We are in an ugly, awful situation. Better avert your eyes. Here’s a nice parable: For countless thousands of years the people of Earthor lived in happy villages, getting everything they needed through small, consent-based communities where everyone was a friend and everything was out in the open. Then they were conquered by evil giants!

Now, everything the people made, every house and every bit of food, was given to the giants, and the giants allocated it to keep themselves in power: the people who obeyed the giants the best, and did their most evil work, got the most stuff; and the people who refused to labor for the giants at all were harassed and isolated and sometimes outright killed; and most people in the middle were kept always wanting more than they got to keep them always busy.

Now one day a hero rose among the people and said, “Let us kill the giants.” But then some sensible-sounding voices said, “Without the giants, who will provide our food?” Actually these were people who worked closely with the giants, and knew that if the system changed they would lose all their stuff. But other people listened to the hero, so the giants had to come kill them all, and everything went back to normal, except the giants got even stronger and meaner.

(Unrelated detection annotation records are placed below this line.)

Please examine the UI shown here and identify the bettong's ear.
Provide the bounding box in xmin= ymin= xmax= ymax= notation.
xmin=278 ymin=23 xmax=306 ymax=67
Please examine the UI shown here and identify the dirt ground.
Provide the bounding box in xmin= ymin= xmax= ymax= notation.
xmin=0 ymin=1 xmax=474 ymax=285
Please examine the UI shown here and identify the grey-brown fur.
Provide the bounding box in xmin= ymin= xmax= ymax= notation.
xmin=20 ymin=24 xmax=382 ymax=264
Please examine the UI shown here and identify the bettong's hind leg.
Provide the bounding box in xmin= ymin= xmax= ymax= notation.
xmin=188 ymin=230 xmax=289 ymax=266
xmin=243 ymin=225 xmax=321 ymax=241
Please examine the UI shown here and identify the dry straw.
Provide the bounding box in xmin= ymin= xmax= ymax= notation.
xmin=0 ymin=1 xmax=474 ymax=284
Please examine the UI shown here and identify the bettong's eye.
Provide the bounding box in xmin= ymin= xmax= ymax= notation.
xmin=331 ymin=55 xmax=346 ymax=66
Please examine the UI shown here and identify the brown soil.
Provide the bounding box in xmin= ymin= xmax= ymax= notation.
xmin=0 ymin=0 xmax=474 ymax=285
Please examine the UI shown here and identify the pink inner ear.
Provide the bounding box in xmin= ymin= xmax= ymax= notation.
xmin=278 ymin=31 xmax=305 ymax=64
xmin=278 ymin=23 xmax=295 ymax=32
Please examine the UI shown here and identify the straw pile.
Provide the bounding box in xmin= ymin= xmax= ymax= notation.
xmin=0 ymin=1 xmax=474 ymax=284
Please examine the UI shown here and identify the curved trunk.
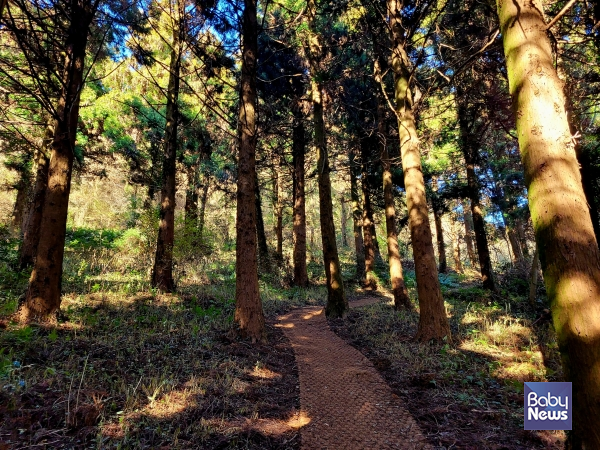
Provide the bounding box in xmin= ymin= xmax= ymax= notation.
xmin=22 ymin=7 xmax=94 ymax=321
xmin=350 ymin=150 xmax=365 ymax=280
xmin=307 ymin=0 xmax=348 ymax=317
xmin=498 ymin=0 xmax=600 ymax=449
xmin=387 ymin=0 xmax=450 ymax=341
xmin=152 ymin=12 xmax=183 ymax=292
xmin=234 ymin=0 xmax=266 ymax=342
xmin=19 ymin=137 xmax=54 ymax=269
xmin=292 ymin=105 xmax=308 ymax=287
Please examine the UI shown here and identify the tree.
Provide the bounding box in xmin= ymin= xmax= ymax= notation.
xmin=387 ymin=0 xmax=450 ymax=341
xmin=234 ymin=0 xmax=266 ymax=342
xmin=307 ymin=0 xmax=348 ymax=317
xmin=497 ymin=0 xmax=600 ymax=449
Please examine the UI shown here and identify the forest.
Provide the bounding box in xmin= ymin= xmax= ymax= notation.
xmin=0 ymin=0 xmax=600 ymax=450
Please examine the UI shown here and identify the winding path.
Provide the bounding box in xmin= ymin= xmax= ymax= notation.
xmin=277 ymin=298 xmax=431 ymax=450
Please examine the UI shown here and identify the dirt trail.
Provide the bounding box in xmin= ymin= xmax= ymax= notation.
xmin=277 ymin=298 xmax=431 ymax=450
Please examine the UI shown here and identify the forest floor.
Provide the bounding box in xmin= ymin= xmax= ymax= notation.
xmin=0 ymin=230 xmax=564 ymax=450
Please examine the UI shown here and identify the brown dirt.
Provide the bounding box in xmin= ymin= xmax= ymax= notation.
xmin=278 ymin=299 xmax=431 ymax=450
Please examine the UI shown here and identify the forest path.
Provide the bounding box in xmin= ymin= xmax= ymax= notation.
xmin=277 ymin=297 xmax=431 ymax=450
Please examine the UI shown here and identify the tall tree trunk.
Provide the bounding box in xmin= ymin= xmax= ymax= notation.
xmin=360 ymin=138 xmax=377 ymax=289
xmin=460 ymin=200 xmax=477 ymax=268
xmin=19 ymin=134 xmax=54 ymax=269
xmin=22 ymin=7 xmax=95 ymax=321
xmin=373 ymin=54 xmax=412 ymax=309
xmin=307 ymin=0 xmax=348 ymax=317
xmin=340 ymin=195 xmax=348 ymax=247
xmin=198 ymin=181 xmax=210 ymax=240
xmin=508 ymin=227 xmax=523 ymax=262
xmin=11 ymin=174 xmax=31 ymax=233
xmin=292 ymin=102 xmax=308 ymax=287
xmin=185 ymin=164 xmax=198 ymax=226
xmin=234 ymin=0 xmax=266 ymax=342
xmin=152 ymin=11 xmax=184 ymax=292
xmin=457 ymin=101 xmax=496 ymax=291
xmin=350 ymin=149 xmax=365 ymax=280
xmin=387 ymin=0 xmax=450 ymax=341
xmin=433 ymin=208 xmax=448 ymax=273
xmin=254 ymin=170 xmax=271 ymax=272
xmin=529 ymin=247 xmax=540 ymax=306
xmin=498 ymin=0 xmax=600 ymax=442
xmin=273 ymin=156 xmax=283 ymax=261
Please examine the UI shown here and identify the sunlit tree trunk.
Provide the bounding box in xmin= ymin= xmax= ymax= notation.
xmin=340 ymin=195 xmax=348 ymax=247
xmin=254 ymin=170 xmax=271 ymax=272
xmin=234 ymin=0 xmax=266 ymax=342
xmin=292 ymin=104 xmax=308 ymax=287
xmin=387 ymin=0 xmax=450 ymax=341
xmin=19 ymin=135 xmax=54 ymax=269
xmin=457 ymin=100 xmax=496 ymax=291
xmin=273 ymin=156 xmax=283 ymax=261
xmin=360 ymin=138 xmax=377 ymax=289
xmin=498 ymin=0 xmax=600 ymax=442
xmin=433 ymin=208 xmax=448 ymax=273
xmin=461 ymin=200 xmax=477 ymax=267
xmin=350 ymin=149 xmax=365 ymax=280
xmin=307 ymin=0 xmax=348 ymax=317
xmin=152 ymin=7 xmax=184 ymax=292
xmin=22 ymin=2 xmax=95 ymax=321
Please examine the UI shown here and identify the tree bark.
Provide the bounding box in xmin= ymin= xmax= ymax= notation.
xmin=387 ymin=0 xmax=450 ymax=341
xmin=307 ymin=0 xmax=348 ymax=317
xmin=21 ymin=7 xmax=95 ymax=321
xmin=350 ymin=149 xmax=365 ymax=280
xmin=254 ymin=169 xmax=271 ymax=272
xmin=234 ymin=0 xmax=266 ymax=342
xmin=152 ymin=7 xmax=184 ymax=292
xmin=461 ymin=200 xmax=477 ymax=268
xmin=498 ymin=0 xmax=600 ymax=442
xmin=19 ymin=135 xmax=50 ymax=270
xmin=340 ymin=195 xmax=348 ymax=247
xmin=273 ymin=156 xmax=283 ymax=261
xmin=292 ymin=103 xmax=308 ymax=287
xmin=360 ymin=138 xmax=377 ymax=289
xmin=457 ymin=100 xmax=496 ymax=291
xmin=433 ymin=208 xmax=448 ymax=273
xmin=373 ymin=55 xmax=412 ymax=309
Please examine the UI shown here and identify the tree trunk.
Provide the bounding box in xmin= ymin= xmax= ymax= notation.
xmin=452 ymin=229 xmax=463 ymax=273
xmin=461 ymin=200 xmax=477 ymax=268
xmin=529 ymin=247 xmax=540 ymax=306
xmin=11 ymin=174 xmax=31 ymax=232
xmin=307 ymin=0 xmax=348 ymax=317
xmin=457 ymin=101 xmax=496 ymax=291
xmin=433 ymin=208 xmax=448 ymax=273
xmin=350 ymin=150 xmax=365 ymax=280
xmin=508 ymin=227 xmax=523 ymax=262
xmin=387 ymin=0 xmax=450 ymax=341
xmin=292 ymin=103 xmax=308 ymax=287
xmin=198 ymin=181 xmax=210 ymax=240
xmin=234 ymin=0 xmax=266 ymax=342
xmin=273 ymin=156 xmax=283 ymax=261
xmin=185 ymin=164 xmax=198 ymax=226
xmin=152 ymin=10 xmax=184 ymax=292
xmin=373 ymin=55 xmax=412 ymax=309
xmin=22 ymin=8 xmax=95 ymax=321
xmin=19 ymin=137 xmax=54 ymax=270
xmin=340 ymin=195 xmax=348 ymax=247
xmin=360 ymin=138 xmax=377 ymax=289
xmin=498 ymin=0 xmax=600 ymax=442
xmin=254 ymin=172 xmax=271 ymax=272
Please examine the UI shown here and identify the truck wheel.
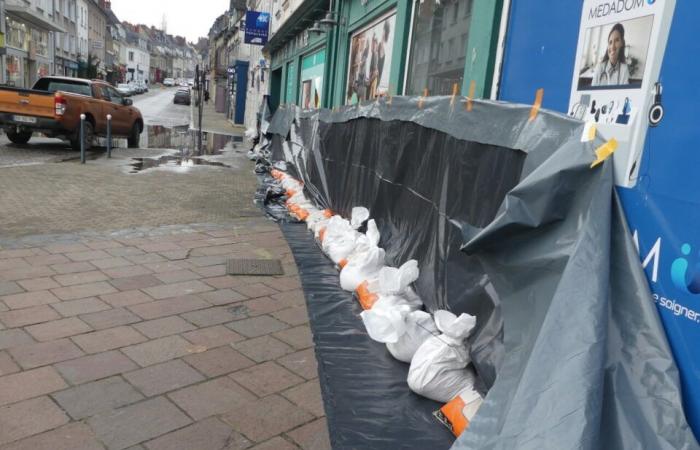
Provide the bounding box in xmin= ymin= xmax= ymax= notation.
xmin=7 ymin=130 xmax=32 ymax=144
xmin=127 ymin=122 xmax=141 ymax=148
xmin=70 ymin=120 xmax=95 ymax=152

But then another hero appeared, and by this time the people hated the giants so much that the giant-collaborators couldn’t stop them, and they did it — they killed all the giants! But they had been living under the giants for so long now that they didn’t know how to live differently. Some people managed to start awkward consent-based villages with tedious “community meetings” ruined by everyone’s emotional problems from living under the giants. But these groups fell apart or were taken over, and soon enough, strangely, they all found themselves once again ruled by evil giants. Except now the giants were subtle and persuasive, and the people loved them, or at least they thought a world without giants was grossly unrealistic, and they blamed their unhappiness on other people.

And so it went. But look! The giants cannot stay the same size and survive. To live they must constantly grow. They even have a saying: “Any evil giant that doesn’t grow dies.” But now they’re getting so big that their bulk is all dead bones cracking under their unimaginable weight, so big that they can do nothing but blunder around clumsily, ravenously consuming everything in reach to grow still bigger. And their hunger has turned half the land of Earthor into gray smoky deserts. Anyone who looks can see it coming: The giants are going to run out of food, and die.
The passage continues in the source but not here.